It was considered a gamble when chefs Gerry Hayden and his wife, Claudia Fleming, left successful careers in the New York City dining scene to open a high-end farm-to-table restaurant in Southold.
Would Long Island’s tourist-driven and seasonal top fork be able to support the vision they had for the North Fork Table & Inn, a white tablecloth eatery with a focus on top-notch ingredients and a mission of supporting local producers?
But 10 years later, Hayden has been nominated for a prestigious James Beard Award three times, the restaurant is still perennially ranked No. 1 on Long Island by Zagat and it still offers a seasonal and locally sourced menu with items like crudo of Atlantic black sea bass with sweet potato, cilantro, Fresno peppers, mizuna and citrus vinaigrette.
And though Hayden died this August of complications from amyotrophic lateral sclerosis, or ALS, at the age of 50, his legacy lives on through the chefs who have benefited from his tutelage and the way the farm-to-table movement has been supercharged on the North Fork.
For his undeniable contribution to the North Fork’s food and wine culture, for being a champion of local farmers and for mentoring the region’s next generation of chefs, we posthumously name Gerry Hayden our 2015 Northforker Person of the Year.
So how did Hayden and Fleming, herself a James Beard Award-winner, know that the rural North Fork would be receptive to their city-bred brand of upscale dining?
For Hayden, a Long Island native who grew up in Setauket, it was the ingredients available at the local grocery store.
“I went into the IGA and I thought, ‘Wow, they have so many different things,’ ” Hayden told us in a 2014 interview, ticking off items like smoked duck, buckwheat flour and coarsely ground grits. “All these things I can never find in the supermarket, I found out here.
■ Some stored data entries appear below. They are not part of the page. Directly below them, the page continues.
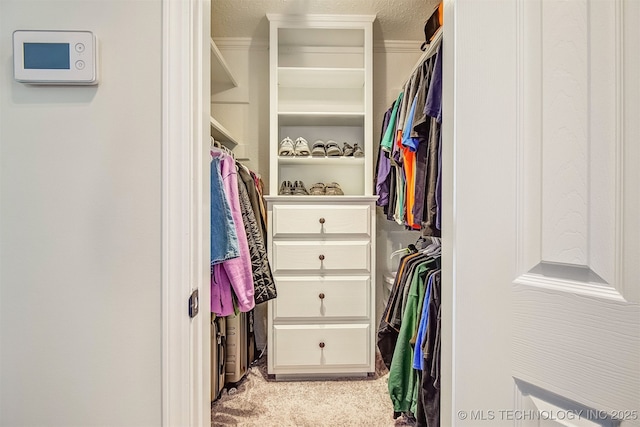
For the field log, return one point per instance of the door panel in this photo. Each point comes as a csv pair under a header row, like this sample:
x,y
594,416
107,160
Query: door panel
x,y
576,330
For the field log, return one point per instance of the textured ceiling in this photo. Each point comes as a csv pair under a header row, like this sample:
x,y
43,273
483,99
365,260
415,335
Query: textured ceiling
x,y
396,19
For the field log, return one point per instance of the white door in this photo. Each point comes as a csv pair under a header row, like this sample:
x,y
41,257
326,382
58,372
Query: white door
x,y
542,213
185,244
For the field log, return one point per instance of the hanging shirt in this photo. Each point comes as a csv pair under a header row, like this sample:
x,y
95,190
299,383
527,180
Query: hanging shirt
x,y
224,239
236,272
390,134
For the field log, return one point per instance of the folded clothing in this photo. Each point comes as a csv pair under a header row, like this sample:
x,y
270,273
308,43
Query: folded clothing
x,y
333,189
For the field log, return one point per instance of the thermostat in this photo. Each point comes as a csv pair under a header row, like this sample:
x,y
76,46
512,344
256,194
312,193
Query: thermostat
x,y
55,57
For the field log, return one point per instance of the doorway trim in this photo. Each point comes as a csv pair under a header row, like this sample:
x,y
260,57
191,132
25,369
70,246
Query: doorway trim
x,y
185,243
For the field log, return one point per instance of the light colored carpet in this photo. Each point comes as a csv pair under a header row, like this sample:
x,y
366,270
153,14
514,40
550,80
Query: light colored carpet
x,y
349,402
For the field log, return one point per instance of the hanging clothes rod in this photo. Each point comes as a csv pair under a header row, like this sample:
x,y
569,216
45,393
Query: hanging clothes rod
x,y
218,145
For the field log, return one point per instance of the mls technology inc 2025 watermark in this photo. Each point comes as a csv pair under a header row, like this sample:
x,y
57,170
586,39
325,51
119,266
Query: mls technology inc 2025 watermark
x,y
552,415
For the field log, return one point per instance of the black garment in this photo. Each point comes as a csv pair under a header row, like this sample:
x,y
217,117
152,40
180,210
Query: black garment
x,y
263,282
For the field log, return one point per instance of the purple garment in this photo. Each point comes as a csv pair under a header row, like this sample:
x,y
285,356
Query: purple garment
x,y
439,186
384,166
433,106
237,273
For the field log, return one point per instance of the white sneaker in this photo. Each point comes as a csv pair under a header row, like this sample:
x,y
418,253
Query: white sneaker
x,y
302,147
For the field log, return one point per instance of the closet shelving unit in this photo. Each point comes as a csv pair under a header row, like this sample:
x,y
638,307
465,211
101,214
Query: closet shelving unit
x,y
321,248
221,75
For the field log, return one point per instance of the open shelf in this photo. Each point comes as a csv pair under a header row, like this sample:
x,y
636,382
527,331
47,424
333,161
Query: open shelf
x,y
304,118
311,77
222,135
220,71
323,161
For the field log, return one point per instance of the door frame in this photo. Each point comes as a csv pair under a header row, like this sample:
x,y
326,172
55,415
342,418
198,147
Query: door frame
x,y
185,243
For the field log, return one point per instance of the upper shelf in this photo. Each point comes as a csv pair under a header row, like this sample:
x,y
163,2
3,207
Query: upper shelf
x,y
221,134
321,77
220,71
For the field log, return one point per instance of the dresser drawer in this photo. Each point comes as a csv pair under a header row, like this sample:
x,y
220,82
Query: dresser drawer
x,y
321,219
322,298
321,255
321,345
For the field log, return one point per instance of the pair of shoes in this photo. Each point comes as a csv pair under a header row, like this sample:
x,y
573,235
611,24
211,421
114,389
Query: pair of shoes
x,y
322,149
295,189
331,189
286,147
352,151
289,148
286,188
299,189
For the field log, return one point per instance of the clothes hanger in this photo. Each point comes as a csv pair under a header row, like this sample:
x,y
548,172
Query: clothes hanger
x,y
400,252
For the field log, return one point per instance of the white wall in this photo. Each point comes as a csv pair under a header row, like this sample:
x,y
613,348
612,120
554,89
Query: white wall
x,y
80,261
244,110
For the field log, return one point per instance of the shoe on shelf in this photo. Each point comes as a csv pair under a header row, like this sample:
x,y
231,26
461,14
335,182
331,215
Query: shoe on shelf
x,y
317,189
347,149
357,151
286,147
318,149
286,189
301,148
333,149
333,189
299,189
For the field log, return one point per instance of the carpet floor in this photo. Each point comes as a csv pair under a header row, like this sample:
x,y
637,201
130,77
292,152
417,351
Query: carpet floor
x,y
348,402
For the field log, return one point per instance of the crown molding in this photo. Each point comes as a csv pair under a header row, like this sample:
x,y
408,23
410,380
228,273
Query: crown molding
x,y
397,46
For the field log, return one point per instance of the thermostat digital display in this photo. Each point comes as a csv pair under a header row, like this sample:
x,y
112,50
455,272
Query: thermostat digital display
x,y
55,57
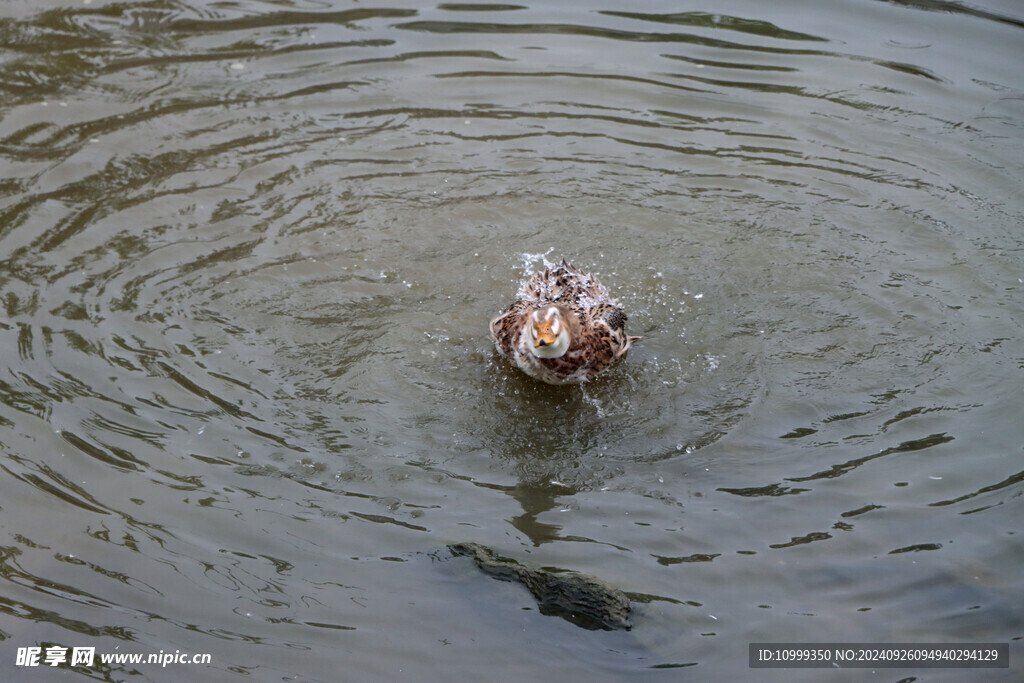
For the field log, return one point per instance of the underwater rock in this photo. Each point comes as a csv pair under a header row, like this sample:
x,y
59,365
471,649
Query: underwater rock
x,y
580,599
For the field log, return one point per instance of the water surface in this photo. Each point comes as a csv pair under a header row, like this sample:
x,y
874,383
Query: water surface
x,y
249,251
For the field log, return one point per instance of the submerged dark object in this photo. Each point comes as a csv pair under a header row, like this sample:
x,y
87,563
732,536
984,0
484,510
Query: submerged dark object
x,y
580,599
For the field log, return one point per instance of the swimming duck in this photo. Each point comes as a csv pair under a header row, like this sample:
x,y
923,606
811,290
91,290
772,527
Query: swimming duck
x,y
564,328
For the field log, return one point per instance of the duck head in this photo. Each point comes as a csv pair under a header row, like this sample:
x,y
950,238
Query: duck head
x,y
549,332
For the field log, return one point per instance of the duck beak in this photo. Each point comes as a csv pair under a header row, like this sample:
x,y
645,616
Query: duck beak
x,y
544,339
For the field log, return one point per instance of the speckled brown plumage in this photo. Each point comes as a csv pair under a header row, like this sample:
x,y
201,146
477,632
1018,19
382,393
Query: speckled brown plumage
x,y
595,324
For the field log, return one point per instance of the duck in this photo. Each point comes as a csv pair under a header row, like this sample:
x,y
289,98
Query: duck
x,y
564,328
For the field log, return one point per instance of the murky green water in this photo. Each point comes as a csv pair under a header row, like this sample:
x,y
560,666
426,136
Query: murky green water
x,y
249,251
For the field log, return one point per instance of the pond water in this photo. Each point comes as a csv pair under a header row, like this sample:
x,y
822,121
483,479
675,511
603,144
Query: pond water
x,y
249,252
So I knew people could cook; they were cooking. And I thought to myself, ‘Maybe they need a break. They probably want to go out every once in a while.’ ”
After recruiting another couple from Manhattan — hospitality experts Mike and Mary Mraz — the four friends bought the parklike property and building at 57225 Main Road in December 2005. It opened in May 2006.
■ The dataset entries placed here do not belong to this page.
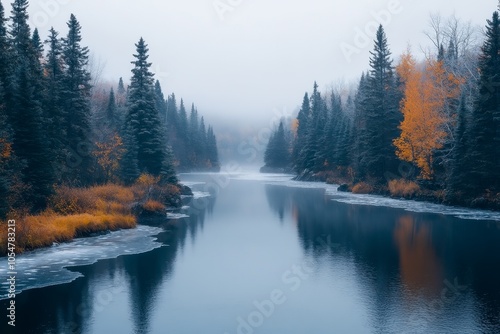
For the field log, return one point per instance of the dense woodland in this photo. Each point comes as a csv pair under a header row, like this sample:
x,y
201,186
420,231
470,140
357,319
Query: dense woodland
x,y
56,129
419,128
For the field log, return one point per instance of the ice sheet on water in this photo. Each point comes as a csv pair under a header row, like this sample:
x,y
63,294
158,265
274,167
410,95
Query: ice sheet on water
x,y
259,176
176,215
46,267
414,206
374,200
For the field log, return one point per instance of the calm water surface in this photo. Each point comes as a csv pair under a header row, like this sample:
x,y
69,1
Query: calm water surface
x,y
266,255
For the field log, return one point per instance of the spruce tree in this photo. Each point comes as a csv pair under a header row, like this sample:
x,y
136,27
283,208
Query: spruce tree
x,y
144,120
113,120
485,120
161,104
459,163
76,97
53,103
301,134
172,116
29,141
277,153
182,128
212,152
381,113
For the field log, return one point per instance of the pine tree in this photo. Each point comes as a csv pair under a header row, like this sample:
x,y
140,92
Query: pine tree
x,y
301,134
202,134
212,152
53,103
161,104
29,142
460,165
182,128
129,164
172,116
381,113
144,120
76,96
113,119
121,87
277,153
361,104
485,120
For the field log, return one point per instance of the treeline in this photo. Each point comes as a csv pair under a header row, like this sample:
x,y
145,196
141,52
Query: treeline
x,y
428,128
52,134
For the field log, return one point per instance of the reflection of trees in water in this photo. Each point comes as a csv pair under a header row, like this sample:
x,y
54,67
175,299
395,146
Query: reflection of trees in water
x,y
395,251
279,199
68,308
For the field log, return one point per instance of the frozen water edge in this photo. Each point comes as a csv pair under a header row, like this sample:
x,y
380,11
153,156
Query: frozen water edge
x,y
413,206
376,200
48,266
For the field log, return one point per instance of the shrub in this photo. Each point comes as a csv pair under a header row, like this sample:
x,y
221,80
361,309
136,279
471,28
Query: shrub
x,y
403,188
153,206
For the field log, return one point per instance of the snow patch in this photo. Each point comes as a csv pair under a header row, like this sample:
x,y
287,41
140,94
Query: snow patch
x,y
47,266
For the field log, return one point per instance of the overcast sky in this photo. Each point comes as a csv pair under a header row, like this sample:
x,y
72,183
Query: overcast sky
x,y
246,58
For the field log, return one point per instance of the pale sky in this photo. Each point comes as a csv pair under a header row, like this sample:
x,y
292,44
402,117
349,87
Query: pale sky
x,y
249,57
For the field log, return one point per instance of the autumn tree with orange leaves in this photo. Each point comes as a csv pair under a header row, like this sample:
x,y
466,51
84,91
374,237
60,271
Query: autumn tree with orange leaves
x,y
425,106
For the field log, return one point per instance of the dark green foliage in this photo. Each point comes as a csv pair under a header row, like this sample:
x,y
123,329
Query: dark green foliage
x,y
161,104
484,147
26,113
143,117
460,165
277,153
76,94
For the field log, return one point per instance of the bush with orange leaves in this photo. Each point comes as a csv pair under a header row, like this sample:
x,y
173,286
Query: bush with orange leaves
x,y
78,212
403,188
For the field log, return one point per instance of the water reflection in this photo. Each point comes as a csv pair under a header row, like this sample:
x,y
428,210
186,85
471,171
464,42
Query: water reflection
x,y
428,268
127,284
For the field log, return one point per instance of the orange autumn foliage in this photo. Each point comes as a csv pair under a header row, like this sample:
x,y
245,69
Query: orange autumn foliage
x,y
426,116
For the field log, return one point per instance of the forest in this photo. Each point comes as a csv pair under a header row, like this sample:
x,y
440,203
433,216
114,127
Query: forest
x,y
59,131
426,129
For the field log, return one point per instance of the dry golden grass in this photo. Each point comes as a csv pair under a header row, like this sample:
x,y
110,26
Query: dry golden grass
x,y
73,213
362,188
153,206
76,212
403,188
43,230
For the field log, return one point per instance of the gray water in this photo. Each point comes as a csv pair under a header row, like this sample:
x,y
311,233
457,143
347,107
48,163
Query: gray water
x,y
263,254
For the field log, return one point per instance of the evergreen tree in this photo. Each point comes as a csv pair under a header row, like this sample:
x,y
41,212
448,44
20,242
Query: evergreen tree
x,y
301,134
161,104
172,116
361,104
182,128
212,152
277,153
113,120
76,96
53,103
29,142
203,142
144,119
459,165
485,120
121,87
381,114
129,164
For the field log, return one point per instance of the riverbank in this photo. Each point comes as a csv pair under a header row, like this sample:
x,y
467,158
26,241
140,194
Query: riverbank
x,y
81,212
403,189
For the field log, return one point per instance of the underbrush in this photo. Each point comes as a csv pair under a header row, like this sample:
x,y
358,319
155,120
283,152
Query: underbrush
x,y
403,188
79,212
The restaurant soon became a showcase for local producers, sometimes featuring farms by name on the menu, including Holly and Chris Browder’s organic poultry farm Browder’s Birds and KK’s The Farm in Southold, owned by Ira and the late KK Haspel.
“He changed the way people eat,” Browder told us shortly after Hayden’s death. “He started it with the farm-to-table and all the farmers followed.”
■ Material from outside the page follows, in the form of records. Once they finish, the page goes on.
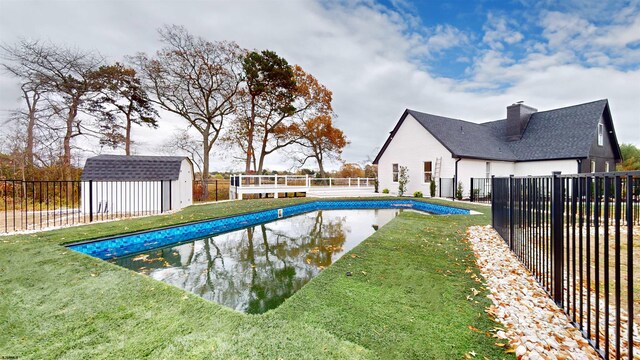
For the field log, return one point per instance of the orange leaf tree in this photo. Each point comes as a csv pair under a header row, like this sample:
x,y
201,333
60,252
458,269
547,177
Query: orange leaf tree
x,y
320,141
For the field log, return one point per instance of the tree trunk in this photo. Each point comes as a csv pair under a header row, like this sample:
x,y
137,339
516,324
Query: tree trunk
x,y
320,166
205,167
318,156
252,121
127,138
66,158
29,146
263,153
32,103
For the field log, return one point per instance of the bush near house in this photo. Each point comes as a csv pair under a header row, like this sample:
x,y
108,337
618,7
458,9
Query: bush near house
x,y
459,191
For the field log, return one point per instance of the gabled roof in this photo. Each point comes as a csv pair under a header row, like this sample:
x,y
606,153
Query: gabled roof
x,y
565,133
132,168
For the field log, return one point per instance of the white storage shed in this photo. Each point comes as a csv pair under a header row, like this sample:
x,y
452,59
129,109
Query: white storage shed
x,y
136,184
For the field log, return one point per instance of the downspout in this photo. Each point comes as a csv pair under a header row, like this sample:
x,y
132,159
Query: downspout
x,y
455,180
579,166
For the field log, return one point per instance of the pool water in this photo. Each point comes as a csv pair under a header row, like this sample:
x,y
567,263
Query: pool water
x,y
256,268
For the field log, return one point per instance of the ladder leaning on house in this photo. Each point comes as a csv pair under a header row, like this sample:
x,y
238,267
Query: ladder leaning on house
x,y
436,172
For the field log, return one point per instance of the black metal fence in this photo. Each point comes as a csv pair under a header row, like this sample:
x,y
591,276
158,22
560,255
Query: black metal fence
x,y
480,190
35,205
575,233
446,187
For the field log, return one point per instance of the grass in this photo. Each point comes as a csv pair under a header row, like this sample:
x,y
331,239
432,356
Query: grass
x,y
406,299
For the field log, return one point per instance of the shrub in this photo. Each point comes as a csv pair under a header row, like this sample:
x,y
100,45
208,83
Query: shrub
x,y
403,180
459,191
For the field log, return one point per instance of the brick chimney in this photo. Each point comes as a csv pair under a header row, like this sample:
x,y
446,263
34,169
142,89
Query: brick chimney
x,y
518,116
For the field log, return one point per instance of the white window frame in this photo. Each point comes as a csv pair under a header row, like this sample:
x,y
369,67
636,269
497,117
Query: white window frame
x,y
600,134
425,172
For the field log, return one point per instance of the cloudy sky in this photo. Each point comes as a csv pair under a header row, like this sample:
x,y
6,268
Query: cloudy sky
x,y
459,59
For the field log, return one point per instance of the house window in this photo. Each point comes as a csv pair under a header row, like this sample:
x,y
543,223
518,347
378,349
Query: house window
x,y
427,172
600,134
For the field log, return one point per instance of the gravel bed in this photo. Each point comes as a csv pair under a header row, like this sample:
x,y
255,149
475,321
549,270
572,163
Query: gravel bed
x,y
534,325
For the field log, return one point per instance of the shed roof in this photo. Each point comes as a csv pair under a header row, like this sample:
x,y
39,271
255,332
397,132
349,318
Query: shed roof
x,y
564,133
132,168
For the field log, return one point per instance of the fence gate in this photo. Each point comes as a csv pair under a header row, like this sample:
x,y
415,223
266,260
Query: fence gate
x,y
576,234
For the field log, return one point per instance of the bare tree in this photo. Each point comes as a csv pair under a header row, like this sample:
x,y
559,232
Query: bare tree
x,y
195,79
68,79
121,102
16,61
183,142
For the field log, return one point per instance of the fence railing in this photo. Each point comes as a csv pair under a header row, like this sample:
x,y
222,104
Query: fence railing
x,y
575,233
35,205
302,181
218,190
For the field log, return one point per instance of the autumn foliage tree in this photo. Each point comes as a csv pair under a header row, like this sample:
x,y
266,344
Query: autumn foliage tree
x,y
267,94
320,141
350,170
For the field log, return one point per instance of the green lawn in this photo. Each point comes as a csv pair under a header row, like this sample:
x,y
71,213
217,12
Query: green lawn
x,y
406,299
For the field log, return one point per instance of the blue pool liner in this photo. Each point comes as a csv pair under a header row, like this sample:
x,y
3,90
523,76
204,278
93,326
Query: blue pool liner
x,y
123,245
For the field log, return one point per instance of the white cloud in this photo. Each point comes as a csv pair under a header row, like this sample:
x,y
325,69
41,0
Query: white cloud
x,y
497,33
364,53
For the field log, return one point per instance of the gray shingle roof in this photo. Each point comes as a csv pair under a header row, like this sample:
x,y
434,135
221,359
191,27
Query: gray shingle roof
x,y
465,139
132,168
554,134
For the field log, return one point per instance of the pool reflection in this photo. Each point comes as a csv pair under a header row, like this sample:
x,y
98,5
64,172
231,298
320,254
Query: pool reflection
x,y
257,268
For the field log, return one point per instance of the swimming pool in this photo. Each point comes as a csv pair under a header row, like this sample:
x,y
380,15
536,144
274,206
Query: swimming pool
x,y
253,262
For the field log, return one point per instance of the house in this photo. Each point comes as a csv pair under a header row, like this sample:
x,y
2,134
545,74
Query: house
x,y
136,184
574,139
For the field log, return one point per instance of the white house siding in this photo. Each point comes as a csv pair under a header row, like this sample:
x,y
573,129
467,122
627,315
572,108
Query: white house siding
x,y
183,187
121,197
536,168
411,146
139,197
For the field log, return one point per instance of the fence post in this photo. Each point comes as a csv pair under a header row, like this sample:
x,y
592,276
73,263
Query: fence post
x,y
557,210
512,195
90,201
493,205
Browder became friends with Hayden after North Fork Table & Inn became the first restaurant to buy her eggs in 2009.
“He really put us first,” she said. “He was really so enthusiastic about small producers and helping people get started.”
Beginning in 2014, the restaurant also hosted a weekly summer farmers market, where diners could purchase the same high-quality ingredients — like shiitake mushrooms grown by East End Mushroom Co. in Cutchogue and shellfish harvested in Peconic Bay by Race Rock Oysters — the chefs used in their kitchen.
Though the partners put the building and surrounding property on the market in 2014, the restaurant is still operating and Cutchogue native Stephan Bogardus, a protege of Hayden’s, has been named its chef de cuisine.
Bogardus is just one of the many local chefs who has learned from and been inspired by Hayden over the years.
Jennilee Morris, co-owner of North Fork Roasting Co. in Southold and catering company Grace & Grit, said Hayden guided her through her career and offered counsel when it was sought. She said he finally visited her recently opened coffee shop for the first time just days before his death.
“He’s influenced so many people in so many ways, I don’t think the community will ever forget him,” Morris said. “He’s changed a lot of careers, including mine.”
Hayden — who had worked for chefs who have built food empires, including Tom Colicchio, Charlie Palmer and Danny Meyer — never lost his passion for the kitchen. Those who worked with him say he even demanded tastes of the menu until the disease robbed him of the ability to swallow.
He also raised money and awareness for ALS through the charity A Love Shared.
“He was insanely talented, compassionate, funny as anything. He was just a life force and so vital until the last minute,” Fleming said. “He was my hero.”